II

 

EPAULE, tête, claquements de doigts. J’entrai en classe comme on entre en scène.

Je lançai mon cartable sur le bureau. Il souleva un peu de poussière de craie. J’exécutai un tour sur moi-même, fis quelques bonds entre les rangées de tables avant de rejoindre le bureau susnommé en tapant mes mains, paume contre paume. Les élèves sortaient leur classeur de français tapissé de photos de Jean-Pierre Rives ou d’Isabelle Adjani sans trop se préoccuper – quelques sourires ici et là – d’une chorégraphie qui les avait toutefois laissés perplexes le jour de la rentrée des classes : un prof qui danse, c’est chose rare dans l’Éducation nationale, immense corps amorphe, saturé d’habitudes et de discours circulaires qui font le régal des enseignants consciencieux reconnaissables à leur gros pull de laine et à leurs chaussures Méphisto.

« Sous le pont la rosée à tête de chatte se berçait. » C’est un très beau vers d’André Breton. Notez-le donc, tout de suite, mes chéris, sur vos papiers quadrillés.

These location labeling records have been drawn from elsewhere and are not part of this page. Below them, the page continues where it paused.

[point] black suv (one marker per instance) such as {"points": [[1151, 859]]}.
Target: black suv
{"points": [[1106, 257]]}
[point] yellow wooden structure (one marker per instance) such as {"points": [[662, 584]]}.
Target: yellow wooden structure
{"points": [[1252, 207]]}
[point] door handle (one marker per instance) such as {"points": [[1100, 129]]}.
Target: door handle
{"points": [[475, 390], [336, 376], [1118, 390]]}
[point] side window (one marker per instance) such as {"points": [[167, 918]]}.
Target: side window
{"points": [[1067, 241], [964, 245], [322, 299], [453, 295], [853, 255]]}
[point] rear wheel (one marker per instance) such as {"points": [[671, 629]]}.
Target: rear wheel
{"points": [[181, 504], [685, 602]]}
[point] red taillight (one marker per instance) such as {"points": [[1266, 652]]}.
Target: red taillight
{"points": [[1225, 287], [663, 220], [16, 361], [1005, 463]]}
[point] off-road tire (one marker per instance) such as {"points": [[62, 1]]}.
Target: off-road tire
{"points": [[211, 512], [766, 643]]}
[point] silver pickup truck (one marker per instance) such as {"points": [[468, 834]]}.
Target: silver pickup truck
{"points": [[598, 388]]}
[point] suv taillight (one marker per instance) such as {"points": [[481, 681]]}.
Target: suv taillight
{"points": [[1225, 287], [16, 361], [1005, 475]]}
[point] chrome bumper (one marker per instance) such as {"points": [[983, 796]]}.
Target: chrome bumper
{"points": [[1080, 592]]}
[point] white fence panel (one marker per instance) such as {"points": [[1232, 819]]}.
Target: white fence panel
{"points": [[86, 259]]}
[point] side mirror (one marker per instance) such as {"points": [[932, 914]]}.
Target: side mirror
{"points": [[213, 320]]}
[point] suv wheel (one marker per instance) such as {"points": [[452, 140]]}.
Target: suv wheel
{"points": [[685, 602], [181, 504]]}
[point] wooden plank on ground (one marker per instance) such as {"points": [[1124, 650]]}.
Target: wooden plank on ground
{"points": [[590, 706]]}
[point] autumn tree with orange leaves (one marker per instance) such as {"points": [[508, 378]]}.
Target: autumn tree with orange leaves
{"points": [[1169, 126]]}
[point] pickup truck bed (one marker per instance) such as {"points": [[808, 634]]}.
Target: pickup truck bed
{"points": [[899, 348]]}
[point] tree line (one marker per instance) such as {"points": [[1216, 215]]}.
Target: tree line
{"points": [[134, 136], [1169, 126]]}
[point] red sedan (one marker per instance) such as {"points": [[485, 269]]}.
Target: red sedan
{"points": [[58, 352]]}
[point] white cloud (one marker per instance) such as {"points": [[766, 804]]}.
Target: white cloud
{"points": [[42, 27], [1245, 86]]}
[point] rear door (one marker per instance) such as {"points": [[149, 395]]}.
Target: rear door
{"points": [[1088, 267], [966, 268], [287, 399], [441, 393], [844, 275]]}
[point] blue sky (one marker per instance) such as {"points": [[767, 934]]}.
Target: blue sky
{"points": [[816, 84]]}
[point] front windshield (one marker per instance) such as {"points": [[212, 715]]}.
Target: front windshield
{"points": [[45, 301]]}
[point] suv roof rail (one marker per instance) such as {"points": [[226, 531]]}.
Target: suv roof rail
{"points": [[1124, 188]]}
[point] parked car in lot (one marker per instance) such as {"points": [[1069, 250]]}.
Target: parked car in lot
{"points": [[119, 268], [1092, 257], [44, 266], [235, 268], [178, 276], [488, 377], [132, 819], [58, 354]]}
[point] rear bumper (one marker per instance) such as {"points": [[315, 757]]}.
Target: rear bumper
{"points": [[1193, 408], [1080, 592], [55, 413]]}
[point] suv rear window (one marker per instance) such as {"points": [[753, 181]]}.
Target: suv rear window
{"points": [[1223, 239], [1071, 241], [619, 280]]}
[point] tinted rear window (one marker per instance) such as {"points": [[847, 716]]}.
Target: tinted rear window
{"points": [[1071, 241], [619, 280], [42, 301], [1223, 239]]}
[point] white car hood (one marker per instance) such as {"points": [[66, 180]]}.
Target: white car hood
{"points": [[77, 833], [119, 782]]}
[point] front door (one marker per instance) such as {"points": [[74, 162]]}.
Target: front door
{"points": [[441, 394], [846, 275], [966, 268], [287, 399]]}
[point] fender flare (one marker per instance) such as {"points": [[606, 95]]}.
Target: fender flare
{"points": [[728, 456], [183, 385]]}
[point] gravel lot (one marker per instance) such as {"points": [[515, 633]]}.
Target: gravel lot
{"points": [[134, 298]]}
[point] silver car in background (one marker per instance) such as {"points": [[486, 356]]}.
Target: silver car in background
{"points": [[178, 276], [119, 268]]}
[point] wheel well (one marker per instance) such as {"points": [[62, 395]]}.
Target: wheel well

Nous allons lui consacrer cette heure exquise qui nous grise!

« Se berçait », Marsan, « se berçait » ! « Sous le pont la rosée à tête de chatte se berçait. » D’ailleurs tout est là, dans « se berçait ». Étonnante cette forme verbale, n’est-ce pas! « Se berçait »! Chacun connaît l’expression « se bercer d’illusions », expression on ne peut plus banale, vide, vulgaire. Breton, lui, invente un verbe total, et ce, pour mieux coller au rêve, à la peau du rêve ! Car ce poème est éminemment onirique, voyez-vous.

Je me levais pour écrire « onirique » au tableau.

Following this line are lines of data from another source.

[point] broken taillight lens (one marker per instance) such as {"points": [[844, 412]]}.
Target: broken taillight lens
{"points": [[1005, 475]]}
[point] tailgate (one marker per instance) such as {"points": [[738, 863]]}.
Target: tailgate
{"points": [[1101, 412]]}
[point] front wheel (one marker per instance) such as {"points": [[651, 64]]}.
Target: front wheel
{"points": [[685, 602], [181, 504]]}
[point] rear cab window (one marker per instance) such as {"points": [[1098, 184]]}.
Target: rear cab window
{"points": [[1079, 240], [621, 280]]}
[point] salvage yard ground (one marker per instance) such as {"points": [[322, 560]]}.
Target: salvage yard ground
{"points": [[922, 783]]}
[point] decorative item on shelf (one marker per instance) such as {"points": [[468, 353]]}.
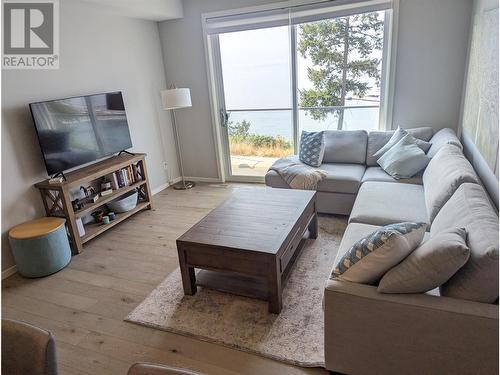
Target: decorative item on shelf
{"points": [[106, 192], [77, 204], [172, 99], [88, 191], [81, 228], [126, 202], [97, 215], [106, 188]]}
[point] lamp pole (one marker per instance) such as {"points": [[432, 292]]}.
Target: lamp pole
{"points": [[183, 185]]}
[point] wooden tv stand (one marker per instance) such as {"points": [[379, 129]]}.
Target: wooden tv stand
{"points": [[57, 200]]}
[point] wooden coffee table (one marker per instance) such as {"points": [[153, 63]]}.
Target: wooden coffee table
{"points": [[248, 244]]}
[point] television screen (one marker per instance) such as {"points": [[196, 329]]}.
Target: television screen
{"points": [[78, 130]]}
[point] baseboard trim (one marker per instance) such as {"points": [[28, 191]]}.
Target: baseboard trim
{"points": [[204, 179], [9, 272], [165, 185]]}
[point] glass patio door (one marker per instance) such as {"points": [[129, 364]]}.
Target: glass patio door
{"points": [[278, 72], [256, 77]]}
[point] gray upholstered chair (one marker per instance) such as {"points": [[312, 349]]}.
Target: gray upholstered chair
{"points": [[27, 349], [154, 369]]}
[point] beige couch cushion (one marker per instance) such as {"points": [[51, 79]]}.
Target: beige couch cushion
{"points": [[378, 174], [470, 208], [345, 146], [432, 264], [442, 138], [382, 203], [356, 231], [377, 140], [447, 170]]}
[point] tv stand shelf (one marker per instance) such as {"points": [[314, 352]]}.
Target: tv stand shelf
{"points": [[57, 200]]}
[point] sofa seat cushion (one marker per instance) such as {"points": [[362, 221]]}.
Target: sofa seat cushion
{"points": [[273, 179], [447, 170], [345, 146], [471, 209], [378, 174], [341, 178], [382, 203], [378, 139]]}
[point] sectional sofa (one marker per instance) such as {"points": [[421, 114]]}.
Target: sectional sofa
{"points": [[449, 331]]}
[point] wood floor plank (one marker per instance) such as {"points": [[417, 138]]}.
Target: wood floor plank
{"points": [[84, 305]]}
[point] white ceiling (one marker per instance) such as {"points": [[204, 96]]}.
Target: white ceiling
{"points": [[154, 10]]}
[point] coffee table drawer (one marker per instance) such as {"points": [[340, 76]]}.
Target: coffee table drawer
{"points": [[292, 246], [223, 261]]}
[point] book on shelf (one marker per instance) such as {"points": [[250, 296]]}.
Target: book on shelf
{"points": [[106, 192], [124, 177]]}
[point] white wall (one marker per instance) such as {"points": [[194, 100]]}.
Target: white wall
{"points": [[431, 56], [98, 52], [432, 45]]}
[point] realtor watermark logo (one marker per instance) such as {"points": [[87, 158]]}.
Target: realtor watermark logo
{"points": [[30, 34]]}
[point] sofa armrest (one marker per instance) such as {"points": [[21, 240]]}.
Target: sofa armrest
{"points": [[367, 332]]}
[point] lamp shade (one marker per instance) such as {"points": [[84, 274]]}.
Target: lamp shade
{"points": [[176, 98]]}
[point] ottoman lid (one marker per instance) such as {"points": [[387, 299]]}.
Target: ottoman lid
{"points": [[36, 228]]}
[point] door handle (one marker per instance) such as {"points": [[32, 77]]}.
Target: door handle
{"points": [[224, 117]]}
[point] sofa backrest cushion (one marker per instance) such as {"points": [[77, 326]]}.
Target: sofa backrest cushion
{"points": [[470, 208], [446, 171], [345, 146], [377, 140], [441, 138]]}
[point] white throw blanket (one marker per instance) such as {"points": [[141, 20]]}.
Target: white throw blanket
{"points": [[298, 175]]}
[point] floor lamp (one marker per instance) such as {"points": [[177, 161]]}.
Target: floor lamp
{"points": [[173, 99]]}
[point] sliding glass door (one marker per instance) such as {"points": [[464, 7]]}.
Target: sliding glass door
{"points": [[339, 70], [308, 73], [256, 75]]}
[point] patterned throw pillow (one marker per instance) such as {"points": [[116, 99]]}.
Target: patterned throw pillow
{"points": [[371, 257], [312, 148], [404, 160]]}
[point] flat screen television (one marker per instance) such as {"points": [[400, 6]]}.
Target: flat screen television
{"points": [[79, 130]]}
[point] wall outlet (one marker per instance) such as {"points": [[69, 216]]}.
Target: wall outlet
{"points": [[167, 172]]}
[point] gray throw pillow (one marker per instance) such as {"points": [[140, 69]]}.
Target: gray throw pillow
{"points": [[430, 265], [372, 256], [312, 148], [404, 160], [446, 171], [399, 134]]}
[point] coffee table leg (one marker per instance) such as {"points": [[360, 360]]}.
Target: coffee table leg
{"points": [[313, 227], [187, 273], [274, 285]]}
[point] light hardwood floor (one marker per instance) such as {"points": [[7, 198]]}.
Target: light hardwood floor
{"points": [[84, 304]]}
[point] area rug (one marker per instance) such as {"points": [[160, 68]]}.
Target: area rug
{"points": [[294, 336]]}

— Onirique : qui est relatif au rêve. J’ai assisté un jour à une explication sous-réaliste de ce poème. Le prof en question – il n’enseigne pas au collège, je ne vous donnerai donc pas son nom – expliquait qu’à certaines heures la brume à cheval sur un cours d’eau ressemble à une tête de chatte.

Un doigt s’était levé.

— Je t’écoute, Marie-Ange, dis-je en m’asseyant.

— C’est pas bête comme idée, monsieur!

— C’est pas bête, c’est à côté! Ce n’est pas la rétine qui permet d’entrer dans un texte surréaliste. En fait, ce poème innocent porteur de toute la neige du monde, évoque surtout le plaisir féminin. C’est un poème érotique, balthusien!

Je me levai pour écrire au tableau le nom de Balthus.